What Happens When Sales and Delivery Drift Apart
Sales and customer success are often treated as separate functions, each with its own targets and priorities. According to Christoffer Feldt-Sørensen, CSO at Simplify, this separation is where many SaaS relationships quietly begin to fail.
After more than 20 years in software and CRM, his view is direct. What is sold must be exactly what is delivered. When those two drift apart, problems compound quickly.
One Continuous Thread, Not a Handover
The strongest alignment happens when the customer journey is treated as one continuous process. From the first sales conversation to onboarding and long-term usage, the message needs to stay consistent.

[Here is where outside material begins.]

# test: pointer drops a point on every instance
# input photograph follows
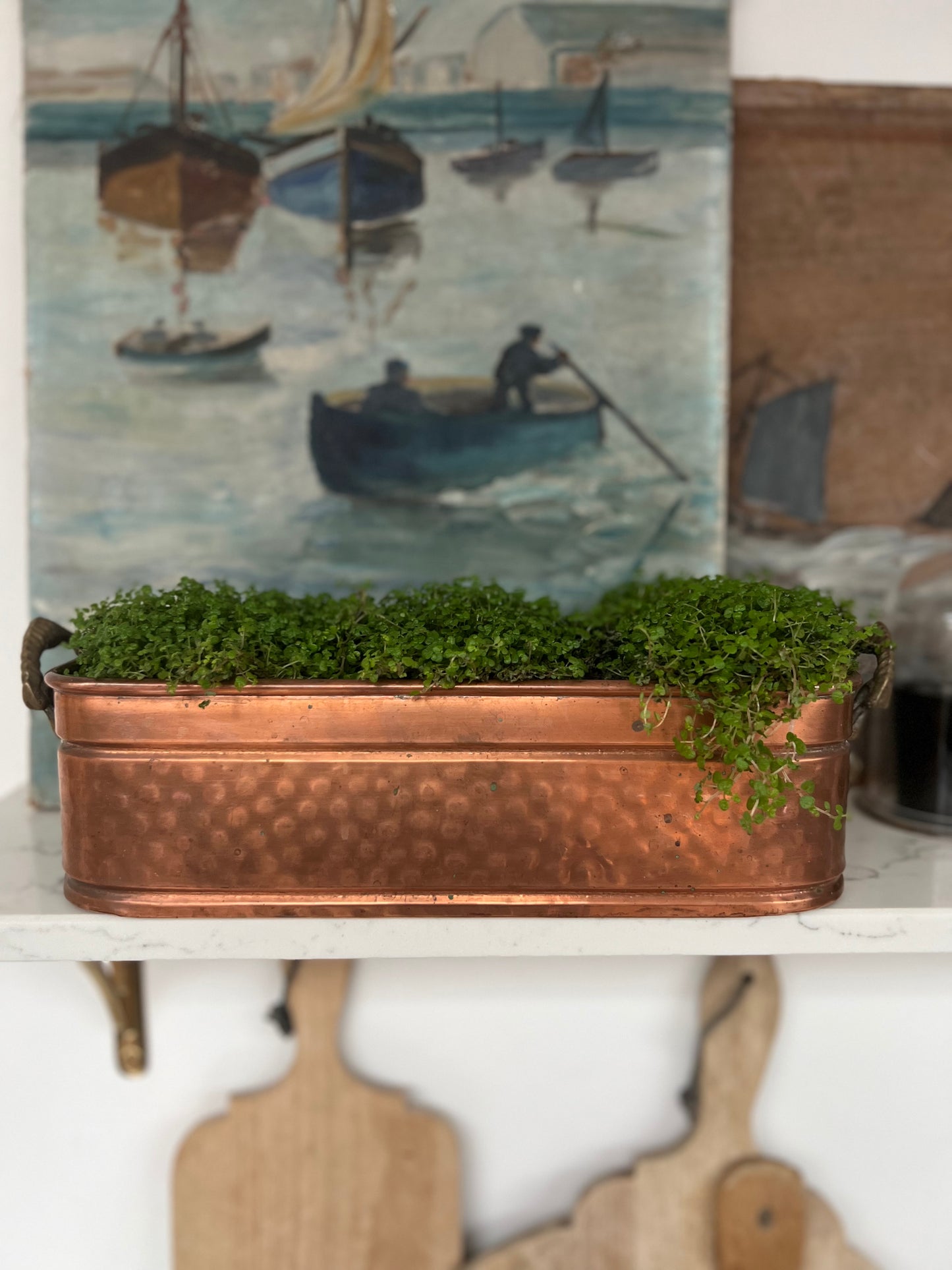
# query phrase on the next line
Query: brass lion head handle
(42, 634)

Christoffer emphasises early exposure. Customers should meet more than just sales before signing. Technical teams, onboarding, and customer success should already be part of the dialogue. When customers know who will actually work with them, expectations become grounded and realistic.
Internally, this also creates clarity. What matters to the customer is shared early, not rediscovered later.

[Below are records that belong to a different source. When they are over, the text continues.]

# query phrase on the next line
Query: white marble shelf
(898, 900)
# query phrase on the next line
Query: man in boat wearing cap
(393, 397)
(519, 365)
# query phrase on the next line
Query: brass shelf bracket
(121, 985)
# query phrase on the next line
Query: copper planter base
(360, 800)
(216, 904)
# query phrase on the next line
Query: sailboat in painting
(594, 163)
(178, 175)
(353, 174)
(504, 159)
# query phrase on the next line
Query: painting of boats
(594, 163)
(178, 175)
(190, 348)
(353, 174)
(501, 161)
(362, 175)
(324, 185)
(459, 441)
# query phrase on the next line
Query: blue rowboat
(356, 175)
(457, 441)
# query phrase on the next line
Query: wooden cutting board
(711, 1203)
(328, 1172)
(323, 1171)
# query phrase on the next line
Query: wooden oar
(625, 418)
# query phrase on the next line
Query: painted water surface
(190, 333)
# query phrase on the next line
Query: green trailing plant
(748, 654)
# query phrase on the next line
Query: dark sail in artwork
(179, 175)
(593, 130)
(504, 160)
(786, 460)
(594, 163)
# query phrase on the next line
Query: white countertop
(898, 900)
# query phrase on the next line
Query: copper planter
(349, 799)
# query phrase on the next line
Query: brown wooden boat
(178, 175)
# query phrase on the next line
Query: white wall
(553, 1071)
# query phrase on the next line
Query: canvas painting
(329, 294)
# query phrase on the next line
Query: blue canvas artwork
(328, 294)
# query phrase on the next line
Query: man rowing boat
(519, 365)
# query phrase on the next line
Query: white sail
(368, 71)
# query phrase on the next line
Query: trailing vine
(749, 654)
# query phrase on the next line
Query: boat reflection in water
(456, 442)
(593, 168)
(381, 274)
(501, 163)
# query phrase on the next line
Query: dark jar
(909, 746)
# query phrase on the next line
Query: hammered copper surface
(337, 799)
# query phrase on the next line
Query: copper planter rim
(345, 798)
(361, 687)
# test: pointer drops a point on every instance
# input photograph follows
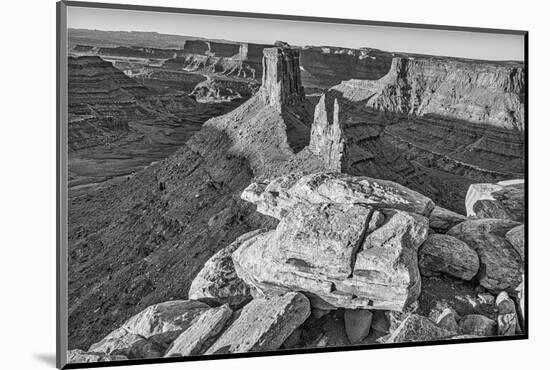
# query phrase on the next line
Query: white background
(27, 206)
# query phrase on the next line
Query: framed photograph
(236, 184)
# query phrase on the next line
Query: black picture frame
(61, 184)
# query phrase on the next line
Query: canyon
(179, 147)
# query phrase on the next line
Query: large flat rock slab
(280, 195)
(503, 200)
(263, 325)
(321, 251)
(217, 283)
(449, 255)
(165, 321)
(501, 266)
(194, 340)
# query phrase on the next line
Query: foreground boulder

Where Real Synergy Comes From
True synergy is not a tool or a meeting. It is expectation management, repeated the same way every time.
Sales, product, and customer success must keep information flowing. What customers ask for. What the product can realistically deliver.
What the roadmap supports. When these signals are misaligned, teams are forced into explanations instead of execution.
Overselling is the most common failure point. It may close a deal, but it often damages the relationship before onboarding even begins.
Shared Accountability Across Teams
Christoffer stresses that every team member needs to understand their role in the wider system. Sales performance affects customer success momentum. Poor onboarding makes expansion harder. A bad start can slow progress for years.
Customer experience is cumulative. One weak link affects the entire journey.
That is why teams must understand not only their own responsibilities, but also the challenges faced by others.
Measuring Impact Where It Matters
At Simplify, impact is measured first through customer satisfaction, not just sales numbers. Introducing customers to delivery teams early reduces misunderstandings and lowers friction once onboarding begins.
When expectations match reality, satisfaction increases. Retention follows. Metrics like NPS matter, but Christoffer sees the first months as decisive. Get that phase right, and long-term outcomes improve naturally.
Where Handoffs Usually Break
In Christoffer’s experience, handoffs fail when things move too fast. Information stops flowing. Processes are skipped. Customers push for speed without understanding what implementation actually requires.
Senior decision-makers focus on urgency, while operational teams are left unprepared. The result is confusion on both sides.
Processes exist to protect the customer experience. Bypassing them rarely ends well.
The Reality of AI in CRM
AI remains one of the most misunderstood areas in CRM. Customers want advanced functionality but often lack the data, resources, or budget to support it properly.
They ask for fixed use cases and guaranteed outcomes. But AI does not work from templates. Each dataset produces different results, and meaningful impact requires shared investment over time.
For Christoffer, the challenge is not technology. It is expectation.